Um ponto importante: Esse artigo é uma adaptação do artigo escrito pelo Mark McKinnon em seu blog.
Apenas relembrando o final do último artigo sobre hash, nosso objetivo maior é classificar cada arquivo em nossa imagem a ser analisada, de forma a indicar se o arquivo é conhecido ou não. Com essa classificação, conseguimos reduzir a ação de análise forense e focar em arquivos que podem realmente ter relevância para o processo. Quem nos apoiará na classificação é a base de hashes (conhecida também por hashset) do NSRL.
Vamos melhorar isso acrescentando mais uma ferramenta importante à nossa equação: Um banco de dados. A estratégia é dividir o problema em três fases:
1) Vamos criar uma base de dados e popular ela com os hashes da NSRL
2) Vamos passar o MD5Deep na imagem (ela precisará estar montada) e carregar os hashes obtidos em uma outra tabela da base.
3) A classificação dos arquivos poderá ser facilmente obtida com queries SQL a partir daí.
Note que:
- Há um notável ganho com essa solução, principalmente se levarmos em conta que o tempo levado para obter o resultado por uma segunda vez (uma repetição da classificação, por exemplo) é muito pequeno, compreendendo apenas a fase 3.
- A base de hashes da NSRL não é normalizada e repete arquivos com frequência, porque ela registra os arquivos conforme a aplicação que os arquivos pertencem, e é muito comum um arquivo pertencer a mais de uma aplicação ou versão.
- Na verdade, não nos importa saber de qual aplicação, versão ou SO específico é o arquivo em questão. Queremos apenas dizer se o arquivo é conhecido ou não. Isso vai nos facilitar bastante o tratamento, e a base NSRL ficará bastante reduzida.

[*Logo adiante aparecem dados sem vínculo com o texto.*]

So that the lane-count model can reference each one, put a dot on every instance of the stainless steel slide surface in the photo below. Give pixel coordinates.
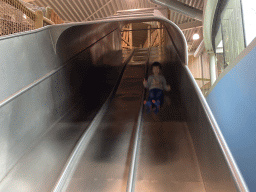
(105, 163)
(52, 98)
(167, 159)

- Vamos nos ater ao MD5, mas o SHA-1 poderá ser usado, a gosto ;)
Fase 1
Vamos criar a base de dados e carregar a base NSRL. Estou considerando que os quatro discos com a base NSRL já se encontram descompactados e disponíveis. Usarei como servidor de banco de dados o SQL Server, mas o processo pode ser facilmente adaptado para outros SGBDs.
1) Usando a ferramenta Enterprise Manager (ou o Query Analyser, para quem prefere usar DDLs SQL diretamente), crie uma base de dados. Escolha um nome para a base e use as opções default.
2) Abra a base, clique em tables com o botão direito, depois All Tasks e em seguida em Import Table.
3) Na primeira tela do Wizard, escolha para Data Source o text file. Informe, na caixa de texto Filename, o nome do arquivo NSRLFiles.txt. Clique em Next.
4) Deixe as opções default dessa tela, e marque também a check box First Row has Column Name. Clique em Next.
5) Nessa tela, novamente ficaremos com as opções default (delimiter = comma). Clique Next.
6) Na tela Destination, mantenha as opções default. Clique Next.
7) Na tela Select Source Table and Views, permaneça com o nome sugerido para a nova tabela (nsrlfile, o mesmo nome do arquivo a ser carregado). Clique Next.
8) Essa é a ultima tela. Clique Next.
O arquivo será carregado e gerará a tabela nsrlfile. Esse nome já aparecerá na relação de tabelas do banco.
Esse processo deverá ser repetido para o arquivo nsrlfile.txt de cada um dos quatro diretórios (ou discos) da base NSRL. A cada carga, o arquivo será importado e seus dados serão adicionados a tabela nsrlfile criada.
No final do processo, essa tabela estará com milhares de registros, muitos deles duplicados. Tenha em mente que é necessário ter bastante espaço em disco para essa carga inicial. Ela também consome bastante tempo.
Como nosso interesse é apenas indicar se o arquivo é conhecido ou não, podemos retirar todas as duplicações, e ainda por cima podemos retirar também alguns campos da tabela.
Entre no utilitário Query Analyser, conecte-se ao banco recem criado e digite a seguinte query:
Select distinct [md5], [sha-1], FileName into NSRL from nsrlfile
A query acima vai criar uma tabela nova somente com os campos de hash md5 e sha-1, mais o nome do arquivo. Cada registro só aparecerá uma única vez.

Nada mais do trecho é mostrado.